Hot Honey Bacon Virgin Bloody Mary
The Hot Honey Bacon Virgin Bloody Mary is not just a tomato drink — it is a whole brunch in a glass: thick tomato juice, horseradish, lemon, spices, spicy honey and crisp bacon on top. The flavour comes out rich, savoury and slightly tart, with a pleasant sweet-and-spicy note at the finish. The hot honey works as the balance here: it softens the acidity of the tomato, lifts the spices and gives the drink that wow factor. It is the perfect alcohol-free option for brunch, a weekend breakfast at home, or any moment when you want something hearty, unusual and genuinely striking to look at.
Preparation
- 1
Prepare the bacon. Fry the bacon until crisp in advance. While it is still warm, brush it lightly with spicy honey to build a sweet-and-spicy glaze. Let it cool completely before serving so it stays crisp and holds its shape as a garnish.
- 2
Mix the base. In a shaker or a large glass, combine the tomato juice, spicy honey, Worcestershire sauce, horseradish, lemon juice, celery salt and black pepper. Add ice and stir gently, or shake lightly for 10–15 seconds — the drink just needs to chill well and come together.
- 3
Prepare the glass. Fill a glass with fresh ice. If you like, rim it with celery salt or a salt-and-spice mix.
- 4
Serve. Strain the drink into the glass over ice.
- 5
Garnish, brunch-style. Decorate with the bacon slices, olives, a celery stalk and a lemon wedge. Be as generous as you like — the more garnish, the more the Bloody Mary looks like a proper brunch cocktail.
Chef's tips
- —Want more heat? Add more horseradish or a little more spicy honey. For a tarter drink, add more lemon juice or a few drops of pickle brine.

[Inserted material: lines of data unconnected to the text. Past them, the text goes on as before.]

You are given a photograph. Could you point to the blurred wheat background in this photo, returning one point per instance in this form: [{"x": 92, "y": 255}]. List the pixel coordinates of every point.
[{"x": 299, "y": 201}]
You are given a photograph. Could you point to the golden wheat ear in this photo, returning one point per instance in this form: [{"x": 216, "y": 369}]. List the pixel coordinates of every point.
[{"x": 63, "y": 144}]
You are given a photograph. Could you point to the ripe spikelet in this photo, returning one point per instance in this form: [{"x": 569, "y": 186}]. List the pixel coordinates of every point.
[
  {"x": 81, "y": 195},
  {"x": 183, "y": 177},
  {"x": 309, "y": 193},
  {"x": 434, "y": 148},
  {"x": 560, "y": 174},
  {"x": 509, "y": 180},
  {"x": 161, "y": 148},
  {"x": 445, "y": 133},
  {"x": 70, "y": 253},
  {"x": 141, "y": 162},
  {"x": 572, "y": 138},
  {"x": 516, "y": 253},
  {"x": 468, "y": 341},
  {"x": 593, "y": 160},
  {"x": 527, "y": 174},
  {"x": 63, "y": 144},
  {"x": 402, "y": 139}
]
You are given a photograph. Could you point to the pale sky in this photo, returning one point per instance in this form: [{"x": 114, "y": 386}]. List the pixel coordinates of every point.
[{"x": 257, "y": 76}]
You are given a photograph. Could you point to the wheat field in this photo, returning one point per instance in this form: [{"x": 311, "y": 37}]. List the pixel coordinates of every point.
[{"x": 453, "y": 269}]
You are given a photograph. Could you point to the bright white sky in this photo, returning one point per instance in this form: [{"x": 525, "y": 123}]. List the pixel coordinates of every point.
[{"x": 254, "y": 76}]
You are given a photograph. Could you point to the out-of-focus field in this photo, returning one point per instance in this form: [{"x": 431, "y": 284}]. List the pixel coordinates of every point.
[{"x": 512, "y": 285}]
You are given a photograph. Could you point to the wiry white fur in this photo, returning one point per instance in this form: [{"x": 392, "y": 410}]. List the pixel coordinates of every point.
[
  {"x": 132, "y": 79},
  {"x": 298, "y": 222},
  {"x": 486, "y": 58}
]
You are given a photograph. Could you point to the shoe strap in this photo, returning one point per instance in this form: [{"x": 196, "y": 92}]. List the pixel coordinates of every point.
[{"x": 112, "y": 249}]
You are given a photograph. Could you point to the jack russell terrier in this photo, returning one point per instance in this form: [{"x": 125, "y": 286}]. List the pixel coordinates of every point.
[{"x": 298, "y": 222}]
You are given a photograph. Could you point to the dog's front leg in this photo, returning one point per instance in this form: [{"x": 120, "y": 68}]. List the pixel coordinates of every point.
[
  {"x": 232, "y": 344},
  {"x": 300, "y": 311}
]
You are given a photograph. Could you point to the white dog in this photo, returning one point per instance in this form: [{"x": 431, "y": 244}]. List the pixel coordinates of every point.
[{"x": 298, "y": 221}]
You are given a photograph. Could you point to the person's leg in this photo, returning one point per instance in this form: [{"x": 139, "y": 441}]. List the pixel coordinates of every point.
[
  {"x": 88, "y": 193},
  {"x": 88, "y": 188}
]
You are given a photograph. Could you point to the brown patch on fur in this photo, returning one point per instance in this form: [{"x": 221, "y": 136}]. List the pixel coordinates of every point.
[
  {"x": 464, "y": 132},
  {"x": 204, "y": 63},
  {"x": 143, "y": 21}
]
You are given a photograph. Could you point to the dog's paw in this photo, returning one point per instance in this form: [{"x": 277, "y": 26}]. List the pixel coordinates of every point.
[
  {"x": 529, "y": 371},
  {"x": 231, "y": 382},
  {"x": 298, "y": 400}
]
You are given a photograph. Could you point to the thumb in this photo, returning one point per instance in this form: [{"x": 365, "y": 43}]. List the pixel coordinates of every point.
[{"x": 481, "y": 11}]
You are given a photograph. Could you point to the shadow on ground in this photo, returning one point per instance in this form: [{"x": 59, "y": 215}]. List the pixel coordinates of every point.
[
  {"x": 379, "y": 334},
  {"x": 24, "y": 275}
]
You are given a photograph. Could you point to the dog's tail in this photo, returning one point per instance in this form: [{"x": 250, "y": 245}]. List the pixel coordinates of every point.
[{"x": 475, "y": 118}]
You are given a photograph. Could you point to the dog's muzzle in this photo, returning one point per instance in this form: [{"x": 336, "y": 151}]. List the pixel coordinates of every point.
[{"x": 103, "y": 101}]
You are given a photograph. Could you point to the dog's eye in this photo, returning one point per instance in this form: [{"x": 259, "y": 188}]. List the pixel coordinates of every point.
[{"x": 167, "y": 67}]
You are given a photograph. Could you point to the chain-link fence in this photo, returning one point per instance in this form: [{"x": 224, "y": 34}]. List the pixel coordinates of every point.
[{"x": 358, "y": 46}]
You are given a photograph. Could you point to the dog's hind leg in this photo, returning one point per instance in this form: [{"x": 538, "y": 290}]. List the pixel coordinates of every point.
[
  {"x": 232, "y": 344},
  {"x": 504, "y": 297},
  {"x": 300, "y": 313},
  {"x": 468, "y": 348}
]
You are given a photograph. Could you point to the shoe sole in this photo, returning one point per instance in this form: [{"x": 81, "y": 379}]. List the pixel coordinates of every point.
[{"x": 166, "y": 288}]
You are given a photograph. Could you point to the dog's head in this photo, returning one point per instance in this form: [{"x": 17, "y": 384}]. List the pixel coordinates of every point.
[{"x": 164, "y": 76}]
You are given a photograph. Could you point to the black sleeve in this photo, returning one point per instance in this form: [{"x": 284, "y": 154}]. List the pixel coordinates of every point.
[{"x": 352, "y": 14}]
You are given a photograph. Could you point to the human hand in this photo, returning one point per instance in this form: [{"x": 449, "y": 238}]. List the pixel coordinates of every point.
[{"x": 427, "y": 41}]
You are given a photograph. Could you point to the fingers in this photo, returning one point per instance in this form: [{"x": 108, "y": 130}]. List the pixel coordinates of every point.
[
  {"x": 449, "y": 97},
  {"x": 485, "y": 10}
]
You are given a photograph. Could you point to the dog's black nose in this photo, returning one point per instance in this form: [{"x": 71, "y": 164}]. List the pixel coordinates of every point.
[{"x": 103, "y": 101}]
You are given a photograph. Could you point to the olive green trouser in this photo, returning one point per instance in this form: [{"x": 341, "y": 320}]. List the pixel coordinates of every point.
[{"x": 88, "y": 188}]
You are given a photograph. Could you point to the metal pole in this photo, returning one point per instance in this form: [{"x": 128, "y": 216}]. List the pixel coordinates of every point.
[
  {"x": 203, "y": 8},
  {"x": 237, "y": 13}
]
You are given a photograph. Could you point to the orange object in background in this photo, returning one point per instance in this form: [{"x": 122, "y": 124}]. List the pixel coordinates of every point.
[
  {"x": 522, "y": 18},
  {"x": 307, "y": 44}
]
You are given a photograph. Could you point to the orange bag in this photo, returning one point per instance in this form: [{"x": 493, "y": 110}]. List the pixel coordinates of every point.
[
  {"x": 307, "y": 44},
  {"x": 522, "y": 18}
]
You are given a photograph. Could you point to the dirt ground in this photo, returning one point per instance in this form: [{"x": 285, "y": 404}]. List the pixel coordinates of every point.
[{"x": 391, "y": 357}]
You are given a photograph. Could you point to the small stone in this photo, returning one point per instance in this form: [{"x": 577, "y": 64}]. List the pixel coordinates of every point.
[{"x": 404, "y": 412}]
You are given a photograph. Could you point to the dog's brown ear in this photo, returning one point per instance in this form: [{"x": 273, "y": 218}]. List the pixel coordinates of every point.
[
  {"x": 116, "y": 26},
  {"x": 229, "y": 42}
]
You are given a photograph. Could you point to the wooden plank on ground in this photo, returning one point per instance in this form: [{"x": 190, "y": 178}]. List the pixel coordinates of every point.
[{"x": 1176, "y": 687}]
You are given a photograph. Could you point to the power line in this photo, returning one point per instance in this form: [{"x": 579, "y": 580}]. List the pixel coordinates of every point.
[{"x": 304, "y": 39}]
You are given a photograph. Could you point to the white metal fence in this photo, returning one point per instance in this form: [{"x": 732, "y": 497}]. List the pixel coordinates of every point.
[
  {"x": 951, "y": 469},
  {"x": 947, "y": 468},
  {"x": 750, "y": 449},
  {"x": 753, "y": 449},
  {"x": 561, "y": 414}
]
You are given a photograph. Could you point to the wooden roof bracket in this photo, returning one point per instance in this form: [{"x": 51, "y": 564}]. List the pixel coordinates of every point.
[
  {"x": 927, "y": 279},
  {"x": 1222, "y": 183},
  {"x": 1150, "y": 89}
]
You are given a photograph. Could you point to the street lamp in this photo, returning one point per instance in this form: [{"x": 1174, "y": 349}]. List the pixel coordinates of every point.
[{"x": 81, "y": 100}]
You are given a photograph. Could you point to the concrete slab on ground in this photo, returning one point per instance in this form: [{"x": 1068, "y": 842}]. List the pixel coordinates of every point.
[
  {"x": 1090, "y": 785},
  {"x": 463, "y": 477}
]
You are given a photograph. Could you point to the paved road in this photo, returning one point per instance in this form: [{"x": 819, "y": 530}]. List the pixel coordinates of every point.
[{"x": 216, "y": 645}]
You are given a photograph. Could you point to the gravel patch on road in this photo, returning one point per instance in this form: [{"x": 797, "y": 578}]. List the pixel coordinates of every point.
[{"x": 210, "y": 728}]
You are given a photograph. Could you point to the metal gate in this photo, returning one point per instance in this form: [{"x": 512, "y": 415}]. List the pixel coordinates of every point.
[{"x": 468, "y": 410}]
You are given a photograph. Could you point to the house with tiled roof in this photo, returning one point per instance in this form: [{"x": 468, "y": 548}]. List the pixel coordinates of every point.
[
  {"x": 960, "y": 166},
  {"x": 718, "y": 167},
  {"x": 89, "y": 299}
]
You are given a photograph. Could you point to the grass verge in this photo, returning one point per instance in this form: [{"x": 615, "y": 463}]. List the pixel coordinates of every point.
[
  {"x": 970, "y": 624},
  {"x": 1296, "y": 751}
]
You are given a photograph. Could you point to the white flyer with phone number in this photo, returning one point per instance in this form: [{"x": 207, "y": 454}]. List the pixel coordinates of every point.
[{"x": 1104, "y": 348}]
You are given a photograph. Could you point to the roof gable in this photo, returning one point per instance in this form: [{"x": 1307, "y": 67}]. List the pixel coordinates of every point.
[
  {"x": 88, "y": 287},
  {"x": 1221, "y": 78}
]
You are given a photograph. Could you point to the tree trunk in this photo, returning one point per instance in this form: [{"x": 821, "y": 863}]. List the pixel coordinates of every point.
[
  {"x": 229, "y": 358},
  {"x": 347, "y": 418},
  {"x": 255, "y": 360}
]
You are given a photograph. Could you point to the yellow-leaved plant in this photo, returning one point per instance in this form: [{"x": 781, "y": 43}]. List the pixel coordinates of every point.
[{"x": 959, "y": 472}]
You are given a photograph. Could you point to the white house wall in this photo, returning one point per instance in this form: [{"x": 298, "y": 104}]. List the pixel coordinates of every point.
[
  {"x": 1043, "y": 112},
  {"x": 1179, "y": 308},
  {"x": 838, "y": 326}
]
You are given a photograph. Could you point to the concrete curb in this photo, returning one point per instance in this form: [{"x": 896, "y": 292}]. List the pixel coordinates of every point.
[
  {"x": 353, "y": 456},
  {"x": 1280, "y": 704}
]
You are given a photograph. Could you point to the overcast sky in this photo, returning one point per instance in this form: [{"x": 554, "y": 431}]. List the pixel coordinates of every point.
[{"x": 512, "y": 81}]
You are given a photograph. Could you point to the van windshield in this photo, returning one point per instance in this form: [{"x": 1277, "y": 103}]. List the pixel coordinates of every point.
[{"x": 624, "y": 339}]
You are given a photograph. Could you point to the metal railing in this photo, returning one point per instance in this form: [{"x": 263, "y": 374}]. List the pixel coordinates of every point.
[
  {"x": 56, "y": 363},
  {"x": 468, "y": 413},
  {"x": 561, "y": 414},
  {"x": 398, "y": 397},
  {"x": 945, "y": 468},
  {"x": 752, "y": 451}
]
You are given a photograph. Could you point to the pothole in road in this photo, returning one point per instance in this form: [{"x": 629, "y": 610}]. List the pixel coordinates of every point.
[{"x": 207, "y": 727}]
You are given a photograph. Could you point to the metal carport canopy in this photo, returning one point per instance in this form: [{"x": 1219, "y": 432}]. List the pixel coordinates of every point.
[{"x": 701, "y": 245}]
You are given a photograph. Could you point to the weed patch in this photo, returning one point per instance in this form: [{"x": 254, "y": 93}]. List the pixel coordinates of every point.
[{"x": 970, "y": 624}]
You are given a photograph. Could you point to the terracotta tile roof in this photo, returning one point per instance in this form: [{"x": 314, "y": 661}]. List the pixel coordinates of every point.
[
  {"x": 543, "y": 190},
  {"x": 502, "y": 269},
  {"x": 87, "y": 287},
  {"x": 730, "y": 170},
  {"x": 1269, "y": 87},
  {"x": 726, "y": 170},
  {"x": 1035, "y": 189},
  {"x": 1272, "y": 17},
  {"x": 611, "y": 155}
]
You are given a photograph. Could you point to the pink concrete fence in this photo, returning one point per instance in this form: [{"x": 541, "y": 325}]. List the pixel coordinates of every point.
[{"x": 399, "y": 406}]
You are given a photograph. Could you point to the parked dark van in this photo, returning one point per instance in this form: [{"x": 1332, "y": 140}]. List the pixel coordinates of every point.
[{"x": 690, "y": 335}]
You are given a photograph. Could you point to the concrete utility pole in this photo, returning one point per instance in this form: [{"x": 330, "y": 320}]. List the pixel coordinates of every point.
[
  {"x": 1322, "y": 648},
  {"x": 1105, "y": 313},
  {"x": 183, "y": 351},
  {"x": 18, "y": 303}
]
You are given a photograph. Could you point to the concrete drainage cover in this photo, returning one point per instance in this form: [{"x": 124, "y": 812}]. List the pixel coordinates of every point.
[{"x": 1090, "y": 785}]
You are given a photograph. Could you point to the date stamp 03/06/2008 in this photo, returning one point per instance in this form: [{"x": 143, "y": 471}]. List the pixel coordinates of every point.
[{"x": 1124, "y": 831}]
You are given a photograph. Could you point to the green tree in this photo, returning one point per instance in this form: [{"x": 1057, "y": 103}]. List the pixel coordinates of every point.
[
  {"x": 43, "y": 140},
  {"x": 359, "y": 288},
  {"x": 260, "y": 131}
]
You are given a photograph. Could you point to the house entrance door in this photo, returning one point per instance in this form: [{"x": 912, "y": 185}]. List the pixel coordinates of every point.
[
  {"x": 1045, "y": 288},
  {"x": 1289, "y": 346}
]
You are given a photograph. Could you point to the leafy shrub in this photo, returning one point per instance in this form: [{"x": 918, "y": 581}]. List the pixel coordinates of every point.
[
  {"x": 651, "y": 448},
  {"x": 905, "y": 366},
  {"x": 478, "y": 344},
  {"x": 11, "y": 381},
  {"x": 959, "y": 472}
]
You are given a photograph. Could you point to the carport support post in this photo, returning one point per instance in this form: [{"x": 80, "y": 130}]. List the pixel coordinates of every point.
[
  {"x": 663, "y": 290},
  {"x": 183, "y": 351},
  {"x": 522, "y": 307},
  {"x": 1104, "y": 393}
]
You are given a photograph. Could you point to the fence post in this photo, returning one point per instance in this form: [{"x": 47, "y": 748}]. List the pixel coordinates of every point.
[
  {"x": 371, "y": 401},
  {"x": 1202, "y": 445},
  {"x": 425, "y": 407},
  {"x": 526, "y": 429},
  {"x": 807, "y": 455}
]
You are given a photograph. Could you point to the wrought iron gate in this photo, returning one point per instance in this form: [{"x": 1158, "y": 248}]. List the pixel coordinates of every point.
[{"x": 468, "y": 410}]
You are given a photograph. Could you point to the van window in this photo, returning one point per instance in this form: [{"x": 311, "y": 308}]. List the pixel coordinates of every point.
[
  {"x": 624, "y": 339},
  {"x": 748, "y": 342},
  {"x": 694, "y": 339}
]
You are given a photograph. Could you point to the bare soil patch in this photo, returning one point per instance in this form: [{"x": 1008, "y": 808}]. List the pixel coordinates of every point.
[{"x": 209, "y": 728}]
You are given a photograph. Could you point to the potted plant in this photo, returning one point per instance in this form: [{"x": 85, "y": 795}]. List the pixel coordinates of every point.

- —Want a smoky aroma? Add literally one drop of liquid smoke, or use smoked paprika.
- —For a bolder rim, mix celery salt, smoked paprika and a little chilli.
- —Cook the bacon in advance: it will have time to cool and will stay crisp in the glass.
- —For a crowd, mix the tomato base in a jug and add the ice and garnishes only at serving time. Better still, set up a garnish bar — bacon, olives, celery, lemon, pickles — and let everyone build their own version.